Bug 1862701 - OpenShift Virtualization defaults to LiveMigration eviction strategy even when not available (VM creation fails)
Summary: OpenShift Virtualization defaults to LiveMigration eviction strategy even whe...
Keywords:
Status: CLOSED ERRATA
Alias: None
Product: Container Native Virtualization (CNV)
Classification: Red Hat
Component: Installation
Version: 2.4.0
Hardware: Unspecified
OS: Unspecified
medium
medium
Target Milestone: ---
: 4.8.0
Assignee: Simone Tiraboschi
QA Contact: ibesso
URL:
Whiteboard:
Depends On:
Blocks:
TreeView+ depends on / blocked
 
Reported: 2020-08-01 14:33 UTC by Stephen Gordon
Modified: 2021-07-27 14:21 UTC (History)
6 users (show)

Fixed In Version: hco-bundle-registry:v4.8.0-312
Doc Type: If docs needed, set a value
Doc Text:
Clone Of:
Environment:
Last Closed: 2021-07-27 14:20:49 UTC
Target Upstream Version:
Embargoed:


Attachments (Terms of Use)
CREATE-VM1 (77.88 KB, image/png)
2020-08-01 14:33 UTC, Stephen Gordon
no flags Details
CREATE-VM2 (65.38 KB, image/png)
2020-08-01 14:34 UTC, Stephen Gordon
no flags Details
CREATE-VM3 (63.94 KB, image/png)
2020-08-01 14:34 UTC, Stephen Gordon
no flags Details
CREATEVM-4 (113.11 KB, image/png)
2020-08-01 14:34 UTC, Stephen Gordon
no flags Details
EVICTION-FAILURE (74.44 KB, image/png)
2020-08-01 14:35 UTC, Stephen Gordon
no flags Details
kubevirt-config CM (119.65 KB, image/png)
2020-08-07 09:36 UTC, Simone Tiraboschi
no flags Details


Links
System ID Private Priority Status Summary Last Updated
Github kubevirt hyperconverged-cluster-operator pull 1173 0 None closed Remove KubeVirt ConfigMap 2021-05-04 15:40:46 UTC
Github kubevirt hyperconverged-cluster-operator pull 753 0 None closed Continously reconcile all the resources created by HCO 2021-01-27 13:39:02 UTC
Red Hat Product Errata RHSA-2021:2920 0 None None None 2021-07-27 14:21:52 UTC

Internal Links: 1867122

Description Stephen Gordon 2020-08-01 14:33:29 UTC
Created attachment 1703169 [details]
CREATE-VM1

Description of problem:

Creation of VM fails with Error "LiveMigration feature gate is not enabled" for field "spec.template.spec.evictionStrategy".

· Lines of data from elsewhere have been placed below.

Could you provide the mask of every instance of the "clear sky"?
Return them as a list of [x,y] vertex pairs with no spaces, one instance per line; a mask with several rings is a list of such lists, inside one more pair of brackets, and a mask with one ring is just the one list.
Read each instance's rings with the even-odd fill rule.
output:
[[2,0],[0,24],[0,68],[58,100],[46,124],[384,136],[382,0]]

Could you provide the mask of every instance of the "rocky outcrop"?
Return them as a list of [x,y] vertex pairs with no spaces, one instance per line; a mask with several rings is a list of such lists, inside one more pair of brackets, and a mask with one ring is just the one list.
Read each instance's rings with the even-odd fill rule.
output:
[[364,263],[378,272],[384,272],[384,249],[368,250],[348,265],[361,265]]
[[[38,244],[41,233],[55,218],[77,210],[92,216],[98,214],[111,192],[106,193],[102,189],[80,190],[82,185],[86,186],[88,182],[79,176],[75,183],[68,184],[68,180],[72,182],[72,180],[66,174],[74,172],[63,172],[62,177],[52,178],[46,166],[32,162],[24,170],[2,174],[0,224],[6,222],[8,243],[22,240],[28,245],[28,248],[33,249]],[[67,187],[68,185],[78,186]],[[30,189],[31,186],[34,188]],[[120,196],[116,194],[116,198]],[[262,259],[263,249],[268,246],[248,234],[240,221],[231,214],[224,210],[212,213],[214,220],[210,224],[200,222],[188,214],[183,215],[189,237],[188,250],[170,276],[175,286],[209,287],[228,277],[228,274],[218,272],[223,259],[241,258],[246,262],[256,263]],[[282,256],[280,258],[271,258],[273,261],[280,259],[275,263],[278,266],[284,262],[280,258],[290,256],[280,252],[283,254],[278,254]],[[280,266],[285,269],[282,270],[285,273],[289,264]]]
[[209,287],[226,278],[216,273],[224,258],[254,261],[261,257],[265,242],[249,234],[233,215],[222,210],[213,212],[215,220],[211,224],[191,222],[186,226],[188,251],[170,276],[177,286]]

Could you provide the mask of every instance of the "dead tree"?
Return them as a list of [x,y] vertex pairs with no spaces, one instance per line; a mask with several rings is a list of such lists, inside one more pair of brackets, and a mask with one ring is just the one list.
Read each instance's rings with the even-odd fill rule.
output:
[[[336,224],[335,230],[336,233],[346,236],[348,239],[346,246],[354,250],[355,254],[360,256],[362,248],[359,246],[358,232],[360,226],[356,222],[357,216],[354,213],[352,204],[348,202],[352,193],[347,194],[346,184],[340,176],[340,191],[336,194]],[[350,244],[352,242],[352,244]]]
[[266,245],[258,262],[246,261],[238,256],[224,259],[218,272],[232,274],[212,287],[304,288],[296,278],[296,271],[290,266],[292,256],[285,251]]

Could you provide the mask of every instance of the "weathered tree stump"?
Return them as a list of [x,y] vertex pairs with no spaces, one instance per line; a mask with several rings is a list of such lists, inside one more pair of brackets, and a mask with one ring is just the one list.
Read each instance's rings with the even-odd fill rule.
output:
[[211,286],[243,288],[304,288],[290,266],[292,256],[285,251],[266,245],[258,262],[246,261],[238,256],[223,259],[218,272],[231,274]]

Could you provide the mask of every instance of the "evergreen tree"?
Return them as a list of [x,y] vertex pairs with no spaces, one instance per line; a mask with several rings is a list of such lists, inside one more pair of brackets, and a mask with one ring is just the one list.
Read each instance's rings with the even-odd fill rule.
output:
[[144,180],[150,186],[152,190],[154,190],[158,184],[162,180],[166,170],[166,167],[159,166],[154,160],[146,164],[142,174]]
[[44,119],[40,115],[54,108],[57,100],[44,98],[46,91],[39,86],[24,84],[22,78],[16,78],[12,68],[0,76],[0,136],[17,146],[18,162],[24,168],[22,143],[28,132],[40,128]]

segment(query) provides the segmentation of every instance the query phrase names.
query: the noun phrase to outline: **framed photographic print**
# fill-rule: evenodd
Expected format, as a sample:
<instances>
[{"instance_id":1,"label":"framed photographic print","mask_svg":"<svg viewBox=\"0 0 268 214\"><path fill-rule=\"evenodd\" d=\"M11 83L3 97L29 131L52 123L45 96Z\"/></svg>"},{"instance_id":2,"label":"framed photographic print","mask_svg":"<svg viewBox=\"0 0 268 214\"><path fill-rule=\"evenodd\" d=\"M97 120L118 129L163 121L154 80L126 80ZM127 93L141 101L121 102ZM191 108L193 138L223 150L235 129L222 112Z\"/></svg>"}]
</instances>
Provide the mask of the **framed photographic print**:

Version-Release number of selected component (if applicable):

2.4.0

How reproducible:

Very

Steps to Reproduce:
1. Create VM using wizard, select Fedora 31 or above and use Fedora 32 QCOW2 URL.
2. Accept defaults for storage networking.
3. Create fails immediately on a cluster that is not enabled for live migration.

Actual results:

Error "LiveMigration feature gate is not enabled" for field "spec.template.spec.evictionStrategy".

Expected results:

1. VM create wizard should not default to LiveMigration eviction strategy if not available on the cluster.
2. As a user I had no ability to edit this via the UI (not even a hatch to hand edit the XML).

Additional info:

Comment 1 Stephen Gordon 2020-08-01 14:34:09 UTC
Created attachment 1703170 [details]
CREATE-VM2

Comment 2 Stephen Gordon 2020-08-01 14:34:25 UTC
Created attachment 1703171 [details]
CREATE-VM3

Comment 3 Stephen Gordon 2020-08-01 14:34:41 UTC
Created attachment 1703172 [details]
CREATEVM-4

Comment 4 Stephen Gordon 2020-08-01 14:35:01 UTC
Created attachment 1703173 [details]
EVICTION-FAILURE

Comment 5 Stephen Gordon 2020-08-01 14:43:04 UTC
Just to be clear when I say "As a user I had no ability to edit this via the UI (not even a hatch to hand edit the XML^WYAML)." - I know I can copy the YAML from the error back all the way out of the wizard and come back in as create from YAML, but this seems suboptimal.

Comment 6 Adam Litke 2020-08-04 17:14:42 UTC
None of: the user, the UI, or the template can realistically know if live migration is supportable for a given VM.  Only kubevirt knows this (at the time a migration is attempted).  Perhaps we should add two new evictionStrategies to cover the desired fallback behavior when a LiveMigration is not possible or fails:

1. LiveMigrateOrShutdown: migrate the VM if possible, otherwise shut it down.
- LiveMigrateOrBlock: migrate the VM if possible, otherwise keep the VM running.

Option 1 would be useful if you can tolerate some downtime in order to facilitate cluster maintenance or upgrades.
Option 2 should be used when manual intervention is required or to prevent unplanned downtime.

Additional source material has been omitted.